AI and analytics: Unlocking the value in content
AI – encompassing machine learning – enables a level of analytics that can quickly identify the important information in the vast volume of data created and provide accurate guidance on key decisions. It also has the potential to uncover transformative insights in all content held across the enterprise. It can take the data within content and analyze it in conjunction with data from other structured and unstructured sources.
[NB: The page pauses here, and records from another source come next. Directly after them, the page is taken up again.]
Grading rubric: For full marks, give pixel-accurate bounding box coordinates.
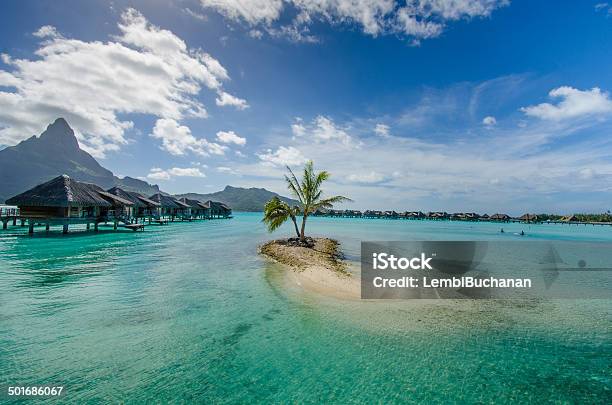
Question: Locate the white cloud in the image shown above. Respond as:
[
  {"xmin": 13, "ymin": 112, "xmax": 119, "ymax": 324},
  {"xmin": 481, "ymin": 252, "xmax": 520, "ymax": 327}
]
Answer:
[
  {"xmin": 482, "ymin": 115, "xmax": 497, "ymax": 127},
  {"xmin": 215, "ymin": 91, "xmax": 249, "ymax": 110},
  {"xmin": 236, "ymin": 99, "xmax": 612, "ymax": 214},
  {"xmin": 257, "ymin": 146, "xmax": 307, "ymax": 166},
  {"xmin": 151, "ymin": 118, "xmax": 226, "ymax": 156},
  {"xmin": 147, "ymin": 167, "xmax": 206, "ymax": 180},
  {"xmin": 201, "ymin": 0, "xmax": 509, "ymax": 42},
  {"xmin": 374, "ymin": 124, "xmax": 389, "ymax": 138},
  {"xmin": 521, "ymin": 86, "xmax": 612, "ymax": 121},
  {"xmin": 217, "ymin": 131, "xmax": 246, "ymax": 146},
  {"xmin": 32, "ymin": 25, "xmax": 61, "ymax": 38},
  {"xmin": 217, "ymin": 166, "xmax": 240, "ymax": 176},
  {"xmin": 200, "ymin": 0, "xmax": 283, "ymax": 25},
  {"xmin": 304, "ymin": 115, "xmax": 352, "ymax": 145},
  {"xmin": 0, "ymin": 9, "xmax": 244, "ymax": 157},
  {"xmin": 347, "ymin": 171, "xmax": 386, "ymax": 184},
  {"xmin": 183, "ymin": 7, "xmax": 208, "ymax": 21}
]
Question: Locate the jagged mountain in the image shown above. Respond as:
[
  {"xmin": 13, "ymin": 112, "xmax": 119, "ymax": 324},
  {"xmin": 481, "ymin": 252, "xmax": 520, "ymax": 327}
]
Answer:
[
  {"xmin": 0, "ymin": 118, "xmax": 159, "ymax": 202},
  {"xmin": 175, "ymin": 186, "xmax": 298, "ymax": 211}
]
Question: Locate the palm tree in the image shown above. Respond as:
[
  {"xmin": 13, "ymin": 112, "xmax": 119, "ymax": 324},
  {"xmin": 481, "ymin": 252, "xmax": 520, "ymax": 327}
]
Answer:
[
  {"xmin": 285, "ymin": 160, "xmax": 351, "ymax": 243},
  {"xmin": 262, "ymin": 197, "xmax": 300, "ymax": 238}
]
By applying AI-enhanced analytics, organizations can automate the process of collecting, cleansing and classifying content so it is available across the enterprise. It releases the value in the knowledge that has been previously lost in poor document-centric processes. It merges this knowledge with other data sources to identify where business and productivity improvements can be made
An AI-led approach to analytics can help the oil and gas industry in a wide range of business areas:
- Minimize the risk and increase speed to production in well site development
- Improve well site development and divestment strategies
- Improve operational performance while reducing costs
- Improve health & safety and environmental performance
- Introduce preventive maintenance to ensure optimum uptime
- Improve collaboration and performance within the oil and gas value chain
- Improve the speed and quickly of both operational and business-level decision-making
AI-enhanced analytics: the beginning of the journey
Today, few oil and gas companies have begun to exploit the potential of AI and analytics. However, AI-enhanced analytics solutions – such as OpenText™ Magellan – are now mature and offer companies the ability to harness all their data and content to improve decision-making.
Companies that can tame Big Data through combining business and engineering documentation with back-office ERP data, seismic data and sensor data will be an extraordinarily strong position to maximize existing operations while improving their agility to seize new opportunities and revenue streams.